The Malaysia Orang Asli (Indienous People) Back-Liners at TaCOA
The COAC team handling a video interview with a journalist.
Since the Covid-19 Orang Asli Fund (TaCOA) started 12 days ago, the Fund has raised RM242,910.92 and disbursed RM185,700.00 to 3,488 families in 89 Orang Asli villages in the peninsula.
But none of these would have been possible if we did not have a close team of dedicated people working tirelessly to make sure we are responding quickly to donors and communities in need.
From left: Dayong, Faezza, Lili & Shalin
From the beginning of the TaCOA campaign, Lili and Faezza were the ones in direct contact with the Orang Asli communities, both to enquire about their situation and to receive their requests for aid.
Based at the COAC center in Subang Jaya, Lili (a Semoq Beri) and Faezza (Temuan) have been working hard to make sure we reach out to the Orang Asli in need. They were later joined by Shaniera (@ Dayong) and her sister Shalin (both Semai). All of them are Subang-based, incidentally.
They are constantly on the phone; receiving and making calls to answer inquiries from the Orang Asli, collecting information from them and giving guidelines on how to apply for funds and to make purchases. It can be very challenging to stay in touch with the communities as many of them have little or no access to mobile networks.
The information collected and documented from the communities are vital for the campaign as they let us know the situation and the needs on the ground.
Reliable Local Coordinators need to be identified, various demographic information collated, and arrangements for the transfer of funds and its accounting need to be put into place. Then there is the reporting on the use of the funds (usually by way of photos and receipts).
The trio assesses each community’s needs, taking into account whether (or not) the community had been served fully or partially by the government, NGOs or other parties. Once eligible, they decide on the amount of cash aid to be transferred to the Local Coordinator for the community. This process is usually done in a day, at the end of the day.
The bank transfers are usually done at night so that the communities can withdraw the funds and arrange to purchase and deliver the items needed the next morning. This is also the time when the local communities report back, and when more enquiries about the aid facility is received from individuals and the communities.
Peak time: Updating the online list of fund transfers to be made to Local Coordinators that night.
Together we are more effective
Even so, COAC would not be able to manage such a campaign on its own. Hence the collaboration with Raleigh International Kuala Lumpur (RIKL) and Impian Malaysia (IM).
Raleigh KL basically manages the donations and the publicity for the campaign. They have been particularly good at automating all the ‘administrative’ functions of the campaign such that the public can get to view the detailed donations and disbursements in real-time.
The Orang Asli have the capacity to find their own solutions.

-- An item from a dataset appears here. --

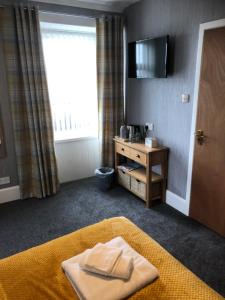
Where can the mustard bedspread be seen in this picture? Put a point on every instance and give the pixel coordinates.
(36, 273)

When planning the TaCOA campaign, all 3 organisations agreed that the process and method to be followed will be based on 3 core principles:
- Recognising the capacity of the Orang Asli
& Respecting the Right to Self-Determination
We believe that the Orang Asli know best as to what their community needs. And that because they function as a community, or should be encouraged to function as one, there is always sufficient capacity within it to manage, realize and execute the aid project. And they will do this in a manner that will bring benefit to all in the community, no matter how small the aid.
- Transparency & Accountability
All parties agree that accountability is a basic right of the donors. And for there to be accountability, there must be transparency. This is also impressed upon the Local Coordinators who are required to be equally transparent in their dealings with us and the community.
All donations and disbursements of funds can be publicly tracked in realtime at this link: https://bit.ly/3aS0eTh
The average Malaysian generally holds a number of misconceptions or stereotypes about the Orang Asli. Many have perceived that Orang Asli economies are resilient enough for them to ride out the MCO. But we know that this is not so. The MCO affects different Orang Asli differently and as such their needs also differ. The campaign would use this ‘crisis’ as an opportunity to create greater awareness about the Orang Asli and their situation.